Der Fall der CMA gegen den App Store von Apple hat trotz mehr als zweijähriger Untersuchung noch keine staatliche Durchsetzung erfahren. Jüngste Benachrichtigungen deuten auf Verlängerungen der Überprüfungs- und Analysefristen für die Untersuchung der gesammelten Informationen hin, aber wann eine Entscheidung getroffen werden könnte, ist unklar. Für solche Fälle gibt es keine gesetzlichen Fristen, daher kann die CMA eine Untersuchung verlängern, wenn sie dies für eine gründliche Prüfung für erforderlich hält.
„Bei Wettbewerbsbehörden weiß man nie“, bemerkte Geradin und begründete damit ihre Entscheidung, nicht auf das Urteil der CMA zu warten. Er betonte, dass ihre Klage auf Schadensersatz für angebliche wettbewerbswidrige Verstöße von Apple in der Vergangenheit abzielt, während sich die Wettbewerbsbehörden eher auf die Verhinderung künftigen Fehlverhaltens konzentrieren.
„[The CMA] kann Apple auffordern, sein Verhalten zu ändern, aber es tut nichts für die Vergangenheit. Während ein Schadensersatzanspruch der Vergangenheit angehört, sind wir der Meinung, dass die App-Entwickler ausgenutzt wurden und für frühere Handlungen entschädigt werden sollten. Es handelt sich also um ergänzende Tools“, erklärte er. „Aber wir wissen auch nicht, worum es bei der CMA-Untersuchung geht – die CMA hat sich sehr ruhig und einigermaßen diskret verhalten, was sie untersucht.“
In den letzten Jahren wurden im Vereinigten Königreich zahlreiche Sammelklagen gegen große Technologieunternehmen wegen Verstößen gegen das Datenschutzrecht eingereicht, weitgehend erfolglos. Allerdings bieten diese möglicherweise keine guten Hinweise darauf, wie Sammelklagen im Wettbewerbsbereich ausgehen könnten. Als sie dazu befragt wurden, zeigten sich die Prozessbeteiligten zuversichtlich, eine Gemeinsamkeit herzustellen, da „alle unsere Entwickler, die digitale Inhalte verkaufen, gleich behandelt werden“, so Geradin. Sie schlugen außerdem vor, dass der Nachweis von Schäden im Zusammenhang mit Kartellrechtsmissbrauch einfacher sein sollte als in Datenschutzfällen, in denen Argumente über Schäden und Auswirkungen subjektiver sein können.
„Der Schaden weist hier viele Gemeinsamkeiten auf, da es sich um eine Provision von 30 % handelt.
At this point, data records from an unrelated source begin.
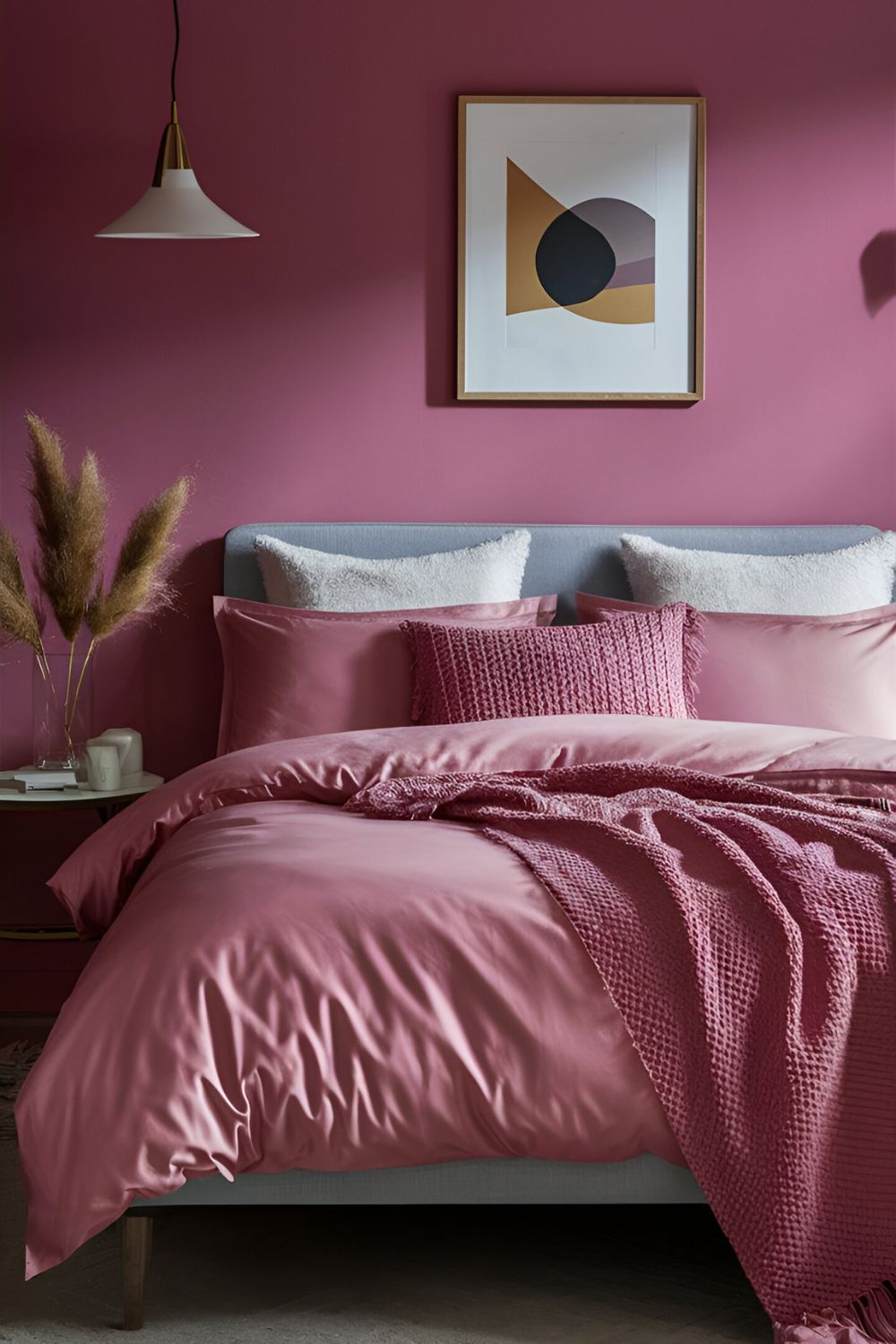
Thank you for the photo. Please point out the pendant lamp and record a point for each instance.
(175, 206)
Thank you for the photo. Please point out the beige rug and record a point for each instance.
(422, 1276)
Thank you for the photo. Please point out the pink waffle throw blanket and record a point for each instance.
(747, 937)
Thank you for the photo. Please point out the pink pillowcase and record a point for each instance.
(809, 671)
(293, 674)
(632, 666)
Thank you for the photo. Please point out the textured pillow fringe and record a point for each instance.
(874, 1314)
(692, 658)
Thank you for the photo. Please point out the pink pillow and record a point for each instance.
(635, 666)
(809, 671)
(292, 674)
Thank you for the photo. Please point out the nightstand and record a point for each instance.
(38, 945)
(107, 803)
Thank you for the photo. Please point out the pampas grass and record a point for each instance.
(139, 585)
(70, 523)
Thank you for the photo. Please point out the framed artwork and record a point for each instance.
(581, 238)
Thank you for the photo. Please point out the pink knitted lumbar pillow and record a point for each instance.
(635, 664)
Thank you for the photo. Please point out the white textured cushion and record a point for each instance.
(852, 580)
(317, 581)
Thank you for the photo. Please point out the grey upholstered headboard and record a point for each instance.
(564, 556)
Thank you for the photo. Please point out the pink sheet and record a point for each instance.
(290, 986)
(747, 937)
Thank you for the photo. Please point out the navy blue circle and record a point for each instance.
(573, 261)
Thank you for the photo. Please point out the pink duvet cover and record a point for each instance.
(293, 986)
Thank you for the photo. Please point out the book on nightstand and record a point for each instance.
(31, 780)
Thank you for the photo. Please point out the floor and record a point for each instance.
(394, 1277)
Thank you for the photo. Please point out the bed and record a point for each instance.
(563, 559)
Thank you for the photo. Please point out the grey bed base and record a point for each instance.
(563, 558)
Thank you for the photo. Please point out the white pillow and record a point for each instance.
(831, 583)
(317, 581)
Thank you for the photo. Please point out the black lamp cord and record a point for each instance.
(174, 64)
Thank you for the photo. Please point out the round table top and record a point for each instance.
(51, 800)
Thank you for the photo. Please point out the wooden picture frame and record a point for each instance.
(645, 339)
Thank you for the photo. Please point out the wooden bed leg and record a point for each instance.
(136, 1245)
Vergleichen Sie das also mit dem Schaden, den Sie im Vergleich zu jemand anderem durch eine Datenschutzverletzung erleiden. . . Ich werde nicht über die Fakten dieser Fälle spekulieren, aber hier ist die Höhe der Provision einfach bekannt und üblich, und das erleichtert einige Aspekte der Klassenbildung“, erklärte Ennis.
Ein Erfolg in diesem Kartellverfahren im App Store könnte den Betrieb digitaler Marktplätze neu definieren.